Dilara überlegte und überlegte. Da kam ihr eine gute Idee! Sie holte ihre Farbstifte aus dem Rucksack und begann, dem Regenbogen wieder bunte Bögen zu malen. Sie malte die Bögen in den Farben Blau, Gelb, Grün und Violett. Der Regenbogen wurde größer und größer. Schließlich reichte der Regenbogen wieder bis zum Himmel hinauf. Dilara war stolz auf ihr Werk und der Regenbogen war überglücklich. „Nun bin ich ja noch viel größer und schöner als vorher!“, rief er begeistert. Vielen Dank, dass du mir geholfen hast. Dafür hast du nun einen Wunsch frei!“ Dilara musste nicht lang überlegen. „Ich habe mich verlaufen und wünsche mir, wieder zu Hause zu sein!“, sagte sie. Da machte es „Rum-Bum, Bim-Bam, Blitz-und-Donner“ und – Dilara lag wieder zu Hause in ihrem Bett.
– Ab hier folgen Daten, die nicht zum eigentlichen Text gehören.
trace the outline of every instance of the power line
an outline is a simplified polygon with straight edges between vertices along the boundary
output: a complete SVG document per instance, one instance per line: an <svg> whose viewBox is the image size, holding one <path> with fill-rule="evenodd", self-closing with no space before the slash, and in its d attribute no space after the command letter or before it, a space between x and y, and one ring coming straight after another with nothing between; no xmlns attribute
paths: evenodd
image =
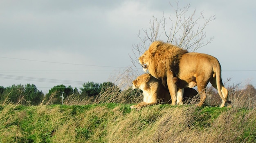
<svg viewBox="0 0 256 143"><path fill-rule="evenodd" d="M65 65L83 65L83 66L86 66L105 67L126 68L126 67L120 67L110 66L105 66L105 65L85 65L85 64L79 64L73 63L61 63L61 62L50 62L50 61L39 61L39 60L34 60L27 59L23 59L23 58L9 58L9 57L4 57L4 56L0 56L0 58L4 58L13 59L19 60L23 60L23 61L35 61L35 62L48 63L58 63L58 64L65 64Z"/></svg>
<svg viewBox="0 0 256 143"><path fill-rule="evenodd" d="M8 79L12 79L12 80L26 80L26 81L40 82L51 82L51 83L60 83L62 84L79 84L79 85L83 84L83 83L85 82L84 81L74 81L74 80L52 79L47 79L47 78L32 78L32 77L26 77L26 76L7 75L4 75L4 74L0 74L0 78Z"/></svg>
Die Mutter stand vor ihr und sagte: „Na, Dilara. Hast du gut geschlafen? Es hat ein Gewitter gegeben. Schau mal aus dem Fenster. Dort kannst du einen wunderschönen großen Regenbogen sehen.“ Dilara lief schnell zum Fenster und drückte sich daran die Nase platt. Am Himmel entdeckte sie den schönsten Regenbogen, den sie je gesehen hatte. Dabei hatte sie das Gefühl, als zwinkere er ihr zu. Gleich erzählte Dilara ihrer Mutter, was sie erlebt hatte. Die Mutter lachte und meinte, „das wirst du wohl nur geträumt haben!“ Dilara zuckte mit den Schultern und machte einen Schmollmund. Sie fühlte sich nun wieder viel besser, schlüpfte aus dem Bett und ging mit ihrer Mutter in die Küche. Dort stand, mitten auf dem Tisch, ein dicker Strauß mit den schönsten Wiesenblumen.